The National Socialistic movement was based upon an ideology that was a subset of the ideology of nationalism. Nazism represented a frenzy of nationalistic hysteria. Jane Roberts states that Hitler brought to flower all of the “most morbid nationalistic fantasies” that had been growing for centuries. The grandiose celebration of a nation’s “inalienable right to seek domination,” she says, focused finally in Hitler’s Germany. Nazism enacted the deepest, darkest dreams contained within the ideology of nationalism.

Adolf Jost, a theorist of scientific racism who had issued an early call for direct medical killing in his book, The Right to Death (1895) argued that “control over the death of the individual must ultimately belong to the social organism, the state.” Jost was pointing to the “state’s right to kill.” Jost pointed out that the state already exercised those “rights” in war, where thousands of individuals are sacrificed for the good of the State. The state must own death—must kill—Jost asserted, in order to “keep the social organism alive and healthy.”

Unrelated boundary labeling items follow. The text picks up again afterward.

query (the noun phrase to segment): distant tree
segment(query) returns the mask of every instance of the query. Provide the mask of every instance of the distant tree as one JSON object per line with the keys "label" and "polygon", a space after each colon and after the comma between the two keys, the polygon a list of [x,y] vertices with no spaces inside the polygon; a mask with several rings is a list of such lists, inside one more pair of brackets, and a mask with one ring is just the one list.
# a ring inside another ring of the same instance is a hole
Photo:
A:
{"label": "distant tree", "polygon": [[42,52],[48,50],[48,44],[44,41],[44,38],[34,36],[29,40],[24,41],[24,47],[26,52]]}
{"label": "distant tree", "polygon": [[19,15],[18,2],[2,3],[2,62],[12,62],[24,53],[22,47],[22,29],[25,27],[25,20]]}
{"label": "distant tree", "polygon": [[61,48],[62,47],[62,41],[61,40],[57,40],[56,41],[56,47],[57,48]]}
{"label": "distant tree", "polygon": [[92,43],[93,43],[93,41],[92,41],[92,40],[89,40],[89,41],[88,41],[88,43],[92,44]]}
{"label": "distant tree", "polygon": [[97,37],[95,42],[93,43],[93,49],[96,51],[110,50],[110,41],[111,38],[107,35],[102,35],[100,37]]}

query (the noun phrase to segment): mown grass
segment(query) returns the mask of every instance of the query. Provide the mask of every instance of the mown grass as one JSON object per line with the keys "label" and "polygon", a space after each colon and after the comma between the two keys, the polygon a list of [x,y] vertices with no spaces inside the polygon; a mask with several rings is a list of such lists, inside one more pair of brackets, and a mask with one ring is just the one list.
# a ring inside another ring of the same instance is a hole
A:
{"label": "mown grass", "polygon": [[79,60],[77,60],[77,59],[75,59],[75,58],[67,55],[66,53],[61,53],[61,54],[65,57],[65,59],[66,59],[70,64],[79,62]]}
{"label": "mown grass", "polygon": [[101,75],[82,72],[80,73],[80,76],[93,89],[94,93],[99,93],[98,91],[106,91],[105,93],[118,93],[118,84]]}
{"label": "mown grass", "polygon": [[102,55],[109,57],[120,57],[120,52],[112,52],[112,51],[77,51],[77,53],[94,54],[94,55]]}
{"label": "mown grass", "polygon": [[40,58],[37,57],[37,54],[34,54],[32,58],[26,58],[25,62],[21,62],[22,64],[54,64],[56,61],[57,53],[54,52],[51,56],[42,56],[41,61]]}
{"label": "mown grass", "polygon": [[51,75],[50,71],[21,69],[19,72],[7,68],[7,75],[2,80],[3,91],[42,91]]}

Jost draws our attention to a fundamental theme at the heart of nationalism, namely the human tendency to reify and idealize nation-states; to relate to nations as if real entities that exist separate and apart from the individuals who constitute them. Such omnipotent nation-states or social organisms require—like the gods of the Aztecs—“sacrifices” if they are to be kept alive. This fantasy of the nation as an entity existing above and beyond actual individuals constitutes the fundamental political ideology of our time.

VI. CONCLUSION

The data I’ve presented suggests that the Nazis projected a fantasy into their ideology—allowing us to perceive the deep structure of their ideology. Nazism revolved around the fantasy of Germany as an actual body (politic); a concrete “substance of flesh and blood.” Jews were conceived as bacteria or viruses, source of a disease within the body politic. The Final Solution was undertaken in order to eliminate pathogenic microorganisms from within the body politic, thus removing the source of Germany’s disease and enabling the nation to survive.

Identification of recurring metaphors and images reveals bodily fantasies as the source of Nazi ideology. This Nazi fantasy about the body (politic) was always present, part of the warp and woof of Nazi ideology. By paying attention to metaphorical language contained within Nazi ideology, we are able to perceive this fantasy. Having articulated the fantasy that was the source of Nazism, the next step will be to interpret it; to uncover its meaning; the source of the fantasy’s appeal and power.